The Protocol/Supplement mechanism is intended to act as an insurance policy, mitigating the systemic disruption consequent on a combination of rate cessation and a widespread failure to conclude bilateral amendments. Inevitably, given the scale of the LIBOR repapering challenge, the Protocol may be seen as a strategic rate-transition tool, rather than a safety net for bilateral negotiations that exceed cessation. To this end, the Protocol is an effective and elegant solution, albeit with the following caveats:

  • With the notable exception of the DRV, the Covered Documents list under the Protocol is extensive, comprising inter alia: GMSLA, GMRA, FBF, MSLA and CMOF documents. Understandably, ISDA have only commissioned legal opinions in respect of their own documentation. Adherents using the Protocol to amend non-ISDA documents effectively do so at their own risk.
  • The Protocol only covers derivatives Master Agreements, it has no application for other LIBOR-referencing asset classes such as loans or bonds, the documentation of which is typically less homogenised and present their own specific challenges such as corralling agreement across large syndicates.
  • Even within its covered documents, the Protocol is designed to amend documentation in respect of vanilla, “stand-alone” transactions. Bilateral amendment will be required for the following broad areas:
  1. Packaged or structured transactions where the derivative is precisely hedging another product
  2. Non-linear” derivatives such as:  swaptions, caps, floors, collars etc.
  3. Exotic products which reference a “floating rate” outside of the ISDA Definitions e.g. commodity swaps, earthquake, weather swaps etc.

Despite fairly widespread adherence, bilateral amendment is required for non-adherents and remains the preference between adherents; the process is already well underway. Interestingly, a number of first drafts prefer a document-specific approach, resulting in multiple amendments rather than simply listing covered documents in one. Conferring neither legal clarity or operational simplicity, it’s unclear why participants would elect for multiple amendments. Benchmark reform is unique in the breadth of its scope across both document type and participant population; while BRRD comprised a broad range of documents, it only applies to a relatively small subset of participants. It may be that participants are simply used to document-specific amendments e.g. one for a CSA, one for a GMSLA etc. The more cynical may see this approach as prompted by the natural desire for law firms to maximise fees.
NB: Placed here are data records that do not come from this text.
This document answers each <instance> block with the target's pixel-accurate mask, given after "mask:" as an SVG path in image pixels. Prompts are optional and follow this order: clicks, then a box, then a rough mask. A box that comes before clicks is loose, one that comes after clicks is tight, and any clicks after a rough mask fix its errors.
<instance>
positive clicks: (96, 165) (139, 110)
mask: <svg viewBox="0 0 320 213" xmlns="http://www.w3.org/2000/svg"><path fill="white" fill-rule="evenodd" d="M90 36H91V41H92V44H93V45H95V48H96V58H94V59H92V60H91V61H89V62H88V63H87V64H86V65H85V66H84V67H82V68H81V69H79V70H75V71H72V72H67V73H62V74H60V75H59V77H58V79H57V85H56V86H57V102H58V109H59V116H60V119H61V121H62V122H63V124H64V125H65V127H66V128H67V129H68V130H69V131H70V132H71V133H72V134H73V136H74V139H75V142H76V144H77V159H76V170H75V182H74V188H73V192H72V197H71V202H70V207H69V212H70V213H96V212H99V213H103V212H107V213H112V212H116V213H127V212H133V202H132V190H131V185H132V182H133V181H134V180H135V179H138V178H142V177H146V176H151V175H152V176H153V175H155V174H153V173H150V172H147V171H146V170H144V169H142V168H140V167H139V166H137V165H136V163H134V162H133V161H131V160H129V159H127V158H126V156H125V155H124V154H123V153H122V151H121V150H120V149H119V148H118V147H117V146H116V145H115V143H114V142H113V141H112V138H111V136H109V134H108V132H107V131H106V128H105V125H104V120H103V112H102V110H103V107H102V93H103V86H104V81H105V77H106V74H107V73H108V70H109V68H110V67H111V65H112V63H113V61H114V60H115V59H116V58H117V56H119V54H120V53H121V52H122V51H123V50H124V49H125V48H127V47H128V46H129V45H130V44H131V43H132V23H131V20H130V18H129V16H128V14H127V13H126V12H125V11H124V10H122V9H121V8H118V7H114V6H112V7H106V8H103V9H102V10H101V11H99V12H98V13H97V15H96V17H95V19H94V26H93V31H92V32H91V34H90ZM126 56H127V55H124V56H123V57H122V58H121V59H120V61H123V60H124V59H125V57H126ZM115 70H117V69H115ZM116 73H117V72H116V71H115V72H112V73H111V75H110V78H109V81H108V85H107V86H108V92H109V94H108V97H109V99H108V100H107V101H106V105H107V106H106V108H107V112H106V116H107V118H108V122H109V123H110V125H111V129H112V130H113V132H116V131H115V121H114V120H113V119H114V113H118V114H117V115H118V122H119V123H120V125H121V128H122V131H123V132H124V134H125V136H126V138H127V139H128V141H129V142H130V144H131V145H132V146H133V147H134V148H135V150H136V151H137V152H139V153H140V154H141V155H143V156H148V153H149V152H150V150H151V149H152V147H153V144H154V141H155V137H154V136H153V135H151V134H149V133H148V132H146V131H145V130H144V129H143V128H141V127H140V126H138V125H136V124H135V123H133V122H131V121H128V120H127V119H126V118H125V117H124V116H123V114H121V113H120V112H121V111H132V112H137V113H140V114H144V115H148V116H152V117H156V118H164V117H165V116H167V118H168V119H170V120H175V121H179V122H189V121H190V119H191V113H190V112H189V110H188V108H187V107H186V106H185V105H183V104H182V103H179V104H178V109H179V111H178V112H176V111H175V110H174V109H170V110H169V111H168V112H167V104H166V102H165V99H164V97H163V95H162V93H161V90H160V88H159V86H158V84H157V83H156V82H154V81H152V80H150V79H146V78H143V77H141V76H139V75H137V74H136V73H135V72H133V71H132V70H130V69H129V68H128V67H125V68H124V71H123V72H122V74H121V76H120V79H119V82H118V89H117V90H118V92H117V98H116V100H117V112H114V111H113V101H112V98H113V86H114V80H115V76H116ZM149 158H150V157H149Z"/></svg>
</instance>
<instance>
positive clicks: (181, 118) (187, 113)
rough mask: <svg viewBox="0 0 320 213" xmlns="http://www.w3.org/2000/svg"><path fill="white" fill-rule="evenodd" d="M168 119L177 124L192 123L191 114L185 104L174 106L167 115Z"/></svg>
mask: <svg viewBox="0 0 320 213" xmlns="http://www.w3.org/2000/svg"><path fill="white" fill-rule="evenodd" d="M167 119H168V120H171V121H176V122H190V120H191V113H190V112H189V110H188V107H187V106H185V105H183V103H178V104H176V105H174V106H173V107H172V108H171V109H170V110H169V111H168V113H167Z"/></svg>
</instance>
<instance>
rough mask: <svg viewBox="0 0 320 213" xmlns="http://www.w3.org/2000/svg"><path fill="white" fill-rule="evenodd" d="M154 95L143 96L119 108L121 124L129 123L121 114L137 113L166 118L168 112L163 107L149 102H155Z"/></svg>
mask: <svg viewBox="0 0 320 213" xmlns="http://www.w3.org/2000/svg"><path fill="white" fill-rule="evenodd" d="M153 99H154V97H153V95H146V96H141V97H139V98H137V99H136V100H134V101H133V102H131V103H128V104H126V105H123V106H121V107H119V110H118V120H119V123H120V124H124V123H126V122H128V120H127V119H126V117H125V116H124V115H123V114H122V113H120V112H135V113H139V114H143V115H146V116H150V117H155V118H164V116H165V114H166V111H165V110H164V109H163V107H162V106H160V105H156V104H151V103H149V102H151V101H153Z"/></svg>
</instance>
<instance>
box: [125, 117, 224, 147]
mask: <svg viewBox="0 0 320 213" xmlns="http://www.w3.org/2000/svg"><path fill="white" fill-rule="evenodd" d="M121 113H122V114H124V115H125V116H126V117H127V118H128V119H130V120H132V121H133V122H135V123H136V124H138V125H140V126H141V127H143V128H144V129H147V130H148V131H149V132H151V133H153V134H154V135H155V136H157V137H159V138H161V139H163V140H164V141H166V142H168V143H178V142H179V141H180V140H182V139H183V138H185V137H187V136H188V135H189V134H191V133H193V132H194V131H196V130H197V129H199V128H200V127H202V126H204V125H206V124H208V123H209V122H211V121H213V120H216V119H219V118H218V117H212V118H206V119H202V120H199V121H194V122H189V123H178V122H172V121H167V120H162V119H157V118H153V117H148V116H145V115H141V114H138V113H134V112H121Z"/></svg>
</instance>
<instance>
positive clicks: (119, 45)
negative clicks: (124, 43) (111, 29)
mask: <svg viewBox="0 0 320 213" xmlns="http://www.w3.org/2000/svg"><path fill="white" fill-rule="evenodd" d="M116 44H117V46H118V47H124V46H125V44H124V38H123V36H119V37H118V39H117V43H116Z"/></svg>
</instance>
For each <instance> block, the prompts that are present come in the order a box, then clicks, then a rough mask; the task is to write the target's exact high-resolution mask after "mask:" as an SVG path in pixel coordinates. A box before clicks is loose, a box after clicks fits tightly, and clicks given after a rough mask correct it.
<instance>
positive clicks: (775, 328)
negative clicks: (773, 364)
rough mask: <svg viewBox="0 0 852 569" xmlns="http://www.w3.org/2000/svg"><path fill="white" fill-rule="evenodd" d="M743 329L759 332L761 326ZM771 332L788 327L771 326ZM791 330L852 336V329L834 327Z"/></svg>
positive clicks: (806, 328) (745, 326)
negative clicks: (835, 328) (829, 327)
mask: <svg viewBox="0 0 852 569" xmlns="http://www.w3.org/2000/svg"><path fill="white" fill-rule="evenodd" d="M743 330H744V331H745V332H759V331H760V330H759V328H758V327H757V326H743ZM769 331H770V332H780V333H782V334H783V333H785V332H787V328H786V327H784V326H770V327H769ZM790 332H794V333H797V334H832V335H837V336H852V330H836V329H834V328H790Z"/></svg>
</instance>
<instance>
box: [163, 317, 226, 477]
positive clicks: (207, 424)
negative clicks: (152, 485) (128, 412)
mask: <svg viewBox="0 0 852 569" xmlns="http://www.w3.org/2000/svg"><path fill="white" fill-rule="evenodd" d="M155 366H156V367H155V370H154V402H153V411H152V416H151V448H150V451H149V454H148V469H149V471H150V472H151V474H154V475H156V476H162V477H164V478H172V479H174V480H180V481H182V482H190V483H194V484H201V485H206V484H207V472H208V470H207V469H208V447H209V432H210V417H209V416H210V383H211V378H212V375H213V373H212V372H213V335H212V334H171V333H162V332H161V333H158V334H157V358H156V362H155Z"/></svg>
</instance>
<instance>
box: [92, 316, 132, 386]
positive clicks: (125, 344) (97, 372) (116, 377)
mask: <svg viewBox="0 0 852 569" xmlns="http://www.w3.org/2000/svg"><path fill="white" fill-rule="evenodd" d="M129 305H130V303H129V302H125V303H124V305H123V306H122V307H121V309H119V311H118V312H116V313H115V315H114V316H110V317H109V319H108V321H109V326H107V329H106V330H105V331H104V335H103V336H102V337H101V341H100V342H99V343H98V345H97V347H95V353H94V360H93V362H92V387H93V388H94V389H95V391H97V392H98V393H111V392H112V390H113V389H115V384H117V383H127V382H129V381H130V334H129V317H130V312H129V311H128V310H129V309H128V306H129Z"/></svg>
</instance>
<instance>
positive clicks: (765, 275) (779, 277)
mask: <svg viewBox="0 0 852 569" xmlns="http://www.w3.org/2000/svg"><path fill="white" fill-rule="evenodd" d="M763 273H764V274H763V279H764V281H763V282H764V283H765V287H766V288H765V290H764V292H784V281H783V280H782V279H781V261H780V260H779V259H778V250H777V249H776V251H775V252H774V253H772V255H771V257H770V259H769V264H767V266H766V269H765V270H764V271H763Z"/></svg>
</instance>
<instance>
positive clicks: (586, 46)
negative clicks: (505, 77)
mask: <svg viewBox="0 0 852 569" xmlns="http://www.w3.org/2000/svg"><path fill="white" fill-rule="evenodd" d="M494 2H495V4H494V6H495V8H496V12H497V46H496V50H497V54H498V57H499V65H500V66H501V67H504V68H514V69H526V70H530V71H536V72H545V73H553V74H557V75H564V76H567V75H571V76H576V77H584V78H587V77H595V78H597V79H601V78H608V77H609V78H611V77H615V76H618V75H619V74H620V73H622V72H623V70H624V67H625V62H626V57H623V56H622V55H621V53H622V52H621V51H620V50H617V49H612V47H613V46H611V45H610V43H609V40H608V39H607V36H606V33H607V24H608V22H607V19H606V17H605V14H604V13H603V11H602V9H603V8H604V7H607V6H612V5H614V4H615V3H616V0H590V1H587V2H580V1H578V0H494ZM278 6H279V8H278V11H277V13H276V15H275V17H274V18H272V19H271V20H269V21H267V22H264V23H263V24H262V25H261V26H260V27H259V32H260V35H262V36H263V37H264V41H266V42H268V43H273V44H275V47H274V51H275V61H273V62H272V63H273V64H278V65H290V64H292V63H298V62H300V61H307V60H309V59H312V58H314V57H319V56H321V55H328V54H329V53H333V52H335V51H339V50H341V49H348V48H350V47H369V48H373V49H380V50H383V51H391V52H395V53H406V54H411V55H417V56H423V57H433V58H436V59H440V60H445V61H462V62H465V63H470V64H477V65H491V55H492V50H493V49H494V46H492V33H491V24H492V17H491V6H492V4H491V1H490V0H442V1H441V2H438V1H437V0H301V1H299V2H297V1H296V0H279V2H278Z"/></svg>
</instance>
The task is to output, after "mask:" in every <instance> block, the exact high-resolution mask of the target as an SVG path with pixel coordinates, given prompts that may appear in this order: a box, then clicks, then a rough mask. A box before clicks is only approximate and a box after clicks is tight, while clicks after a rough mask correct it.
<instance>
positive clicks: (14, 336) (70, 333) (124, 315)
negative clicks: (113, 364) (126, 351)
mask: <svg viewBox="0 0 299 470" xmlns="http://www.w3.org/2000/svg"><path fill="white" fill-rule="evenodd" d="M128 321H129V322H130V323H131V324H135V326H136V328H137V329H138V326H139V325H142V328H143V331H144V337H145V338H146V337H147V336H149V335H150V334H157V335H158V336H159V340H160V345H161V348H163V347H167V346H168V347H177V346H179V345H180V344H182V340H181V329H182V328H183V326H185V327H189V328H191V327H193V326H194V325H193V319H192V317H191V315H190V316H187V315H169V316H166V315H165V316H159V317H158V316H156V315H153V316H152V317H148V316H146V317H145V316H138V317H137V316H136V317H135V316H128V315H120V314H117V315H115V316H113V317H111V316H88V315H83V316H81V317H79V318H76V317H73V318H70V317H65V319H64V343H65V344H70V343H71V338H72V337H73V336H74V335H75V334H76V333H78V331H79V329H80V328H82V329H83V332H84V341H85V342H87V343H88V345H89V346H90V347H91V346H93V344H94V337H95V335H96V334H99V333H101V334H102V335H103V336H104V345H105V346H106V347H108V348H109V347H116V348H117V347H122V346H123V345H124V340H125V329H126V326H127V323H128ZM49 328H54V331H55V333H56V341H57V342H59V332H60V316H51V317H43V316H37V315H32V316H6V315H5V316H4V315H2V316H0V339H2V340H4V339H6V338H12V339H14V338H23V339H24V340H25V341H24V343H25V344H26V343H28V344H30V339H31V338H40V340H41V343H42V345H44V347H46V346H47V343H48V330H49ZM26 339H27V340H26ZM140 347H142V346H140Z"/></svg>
Irrespective of amendment process minutiae, the Protocol’s “activation” represents the first stage in tackling the benchmark behemoth- an effective safety net is now in place for the systemically-significant portion of the derivatives market. However, the scale of the challenge remains vast- bilateral amendment remains the only option in respect of non-adhering derivatives counterparties and of transactions for which the Protocol is ill-suited.